Tuesday, August 25, 2009

Running on Fumes

Yes, Ramadan is here and it inevitably takes over daily life in Jakarta among other places. Yesterday was the first work day of Ramadan. Many people adjust their working hours or daily habits accordingly in order to make their lives easier. In case you don't know, Muslim people fast during daylight hours in Ramadan. They get up at 4 a.m. to eat breakfast before the sun rises and then don't eat or drink again until after sunset. I have great respect and empathy for the people who do this (ironically, Ramadan is all about feeling empathy of those who are less fortunate) and must accept it. The thing that I have been wondering over the last couple of days is how Ramadan effects the overall health and safety of Jakartans. I don't mean health as in starving themselves (there are special rules for pregnant women and the elderly etc) but more as in mishaps.

I couldn't help but notice that many of my co-workers who were fasting weren't really on the ball by the time the afternoon rolled around. Who can blame them? I wouldn't be on the ball if I didn't have a coffee or 2 within my first couple of hours at work. This got me wondering about people who have jobs that could be hazardous or require great attention. It is like the waiver for so many prescription drugs: DO NOT OPERATE HEAVY MACHINERY. Well, if one were fasting for an entire day, is it safe for that person to be driving a gigantic truck or a bus in the afternoon hours? As I was driving home in the afternoon, I had to swerve and pay attention more than normal (normal traffic in Jakarta is anything but) due to an increase in careless driving. After I got home, I wanted to immediately go run some errands since everything goes crazy in the late afternoon.

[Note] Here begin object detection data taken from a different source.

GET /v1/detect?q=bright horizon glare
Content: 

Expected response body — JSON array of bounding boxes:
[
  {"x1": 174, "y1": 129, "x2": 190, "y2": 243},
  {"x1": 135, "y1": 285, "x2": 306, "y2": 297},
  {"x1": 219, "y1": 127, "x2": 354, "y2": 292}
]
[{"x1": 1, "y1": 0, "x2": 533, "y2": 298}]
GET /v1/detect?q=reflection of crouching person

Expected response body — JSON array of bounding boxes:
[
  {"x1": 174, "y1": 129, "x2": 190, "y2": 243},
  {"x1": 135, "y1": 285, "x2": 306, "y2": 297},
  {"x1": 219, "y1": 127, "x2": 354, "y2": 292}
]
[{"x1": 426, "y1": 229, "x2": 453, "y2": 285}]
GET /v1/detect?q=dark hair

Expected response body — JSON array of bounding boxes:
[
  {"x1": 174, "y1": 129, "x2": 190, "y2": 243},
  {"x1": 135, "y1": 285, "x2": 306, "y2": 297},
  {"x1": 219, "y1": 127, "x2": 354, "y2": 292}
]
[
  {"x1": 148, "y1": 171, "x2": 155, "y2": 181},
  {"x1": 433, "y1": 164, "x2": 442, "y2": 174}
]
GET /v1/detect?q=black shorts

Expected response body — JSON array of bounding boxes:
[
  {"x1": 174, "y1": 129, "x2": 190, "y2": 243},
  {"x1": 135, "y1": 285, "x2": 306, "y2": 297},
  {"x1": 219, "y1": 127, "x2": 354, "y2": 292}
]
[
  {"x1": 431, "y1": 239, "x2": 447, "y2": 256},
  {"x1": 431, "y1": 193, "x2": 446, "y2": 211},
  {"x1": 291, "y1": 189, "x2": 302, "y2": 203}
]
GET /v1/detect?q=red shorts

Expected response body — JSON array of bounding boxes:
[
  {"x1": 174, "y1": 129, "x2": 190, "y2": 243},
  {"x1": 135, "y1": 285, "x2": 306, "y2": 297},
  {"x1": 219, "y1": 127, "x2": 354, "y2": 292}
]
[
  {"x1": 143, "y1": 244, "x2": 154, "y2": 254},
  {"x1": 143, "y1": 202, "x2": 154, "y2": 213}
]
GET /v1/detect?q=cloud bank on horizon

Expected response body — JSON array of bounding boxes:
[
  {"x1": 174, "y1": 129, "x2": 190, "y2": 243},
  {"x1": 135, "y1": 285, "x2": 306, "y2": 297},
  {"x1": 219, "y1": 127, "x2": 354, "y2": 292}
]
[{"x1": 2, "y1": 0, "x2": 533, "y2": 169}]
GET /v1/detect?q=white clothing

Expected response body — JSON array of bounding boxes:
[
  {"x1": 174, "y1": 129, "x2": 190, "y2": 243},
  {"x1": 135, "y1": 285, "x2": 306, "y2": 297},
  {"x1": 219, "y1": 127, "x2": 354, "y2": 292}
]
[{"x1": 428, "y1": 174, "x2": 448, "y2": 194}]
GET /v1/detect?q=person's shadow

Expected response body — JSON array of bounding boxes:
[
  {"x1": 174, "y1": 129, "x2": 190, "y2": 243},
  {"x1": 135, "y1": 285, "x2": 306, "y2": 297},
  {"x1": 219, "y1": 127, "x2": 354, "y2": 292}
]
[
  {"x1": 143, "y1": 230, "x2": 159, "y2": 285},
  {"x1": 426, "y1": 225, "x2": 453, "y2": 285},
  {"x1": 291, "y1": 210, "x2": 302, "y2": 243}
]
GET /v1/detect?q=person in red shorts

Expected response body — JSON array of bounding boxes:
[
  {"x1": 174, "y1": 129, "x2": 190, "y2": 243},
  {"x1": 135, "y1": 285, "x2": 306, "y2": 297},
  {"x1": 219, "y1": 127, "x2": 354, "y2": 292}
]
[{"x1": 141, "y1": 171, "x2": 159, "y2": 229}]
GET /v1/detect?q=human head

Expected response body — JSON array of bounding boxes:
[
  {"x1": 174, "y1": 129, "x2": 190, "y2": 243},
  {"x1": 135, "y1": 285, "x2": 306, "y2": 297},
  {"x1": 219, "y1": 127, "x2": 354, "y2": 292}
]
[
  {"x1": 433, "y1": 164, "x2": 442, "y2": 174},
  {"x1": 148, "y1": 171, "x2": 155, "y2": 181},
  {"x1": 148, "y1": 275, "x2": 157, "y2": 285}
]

I saw a woman driving a van on the wrong side of a street soon after leaving my house. She almost hit an oncoming motorbike until her passenger tapped on her shoulder. I don't think the motorbike even noticed. I saw many similar scenarios during the rest of my drive.

This got me wondering if there ends up being more workplace and/or vehicle accidents during Ramadan. Does anybody know of any such statistics? Obviously, a construction worker or a bus driver can't use fasting as an excuse not to do his job. This, in my mind, would create a dangerous situation. Taxi drivers already work 20 hour shifts. How safely can they drive without nourishment? Some jobs cater to this and allow their employees to adjust their working hours so that they can start and finish work earlier than normal. In most cases, these are office jobs which aren't very dangerous to begin with and probably do little more than avert the odd paper cut.

After I had finished my errands and was on my way home, traffic had reached the point of near insanity. It was close to 5 p.m. and everybody was frantically trying to get to where they wanted to be in order to break their fast at approximately 6 p.m. Nobody wants to be stuck in a traffic jam alone in their car when it is time to eat for the first time. This is usually a celebratory event where people get together and have a feast of sorts. Needless to say, my knuckles were pretty white when I did get home due to the increased urgency of exhausted drivers. I saw many opportunistic folks who had set up little table selling snacks for the fast break. The funniest opportunistic thing I saw had to be the Mc Donald's employees taking orders on the street. They were standing at an intersection (in Mc Donald's reflective vests for safety) and taking orders from cars. I assume that these people would get home and soon be greeted by the Mc Donald's delivery man with a combo of their choice ready to eat at sunset. Ronald Mc Donald and his pals are proud to be part of your religious culture.

I would like to close by saying MOHON MA'AF LAHIR BATIN to all of my Muslim friends and wish them a happy and peaceful Ramadan. That being said, I BEG you not to break your fast by eating Mc Donald's or KFC!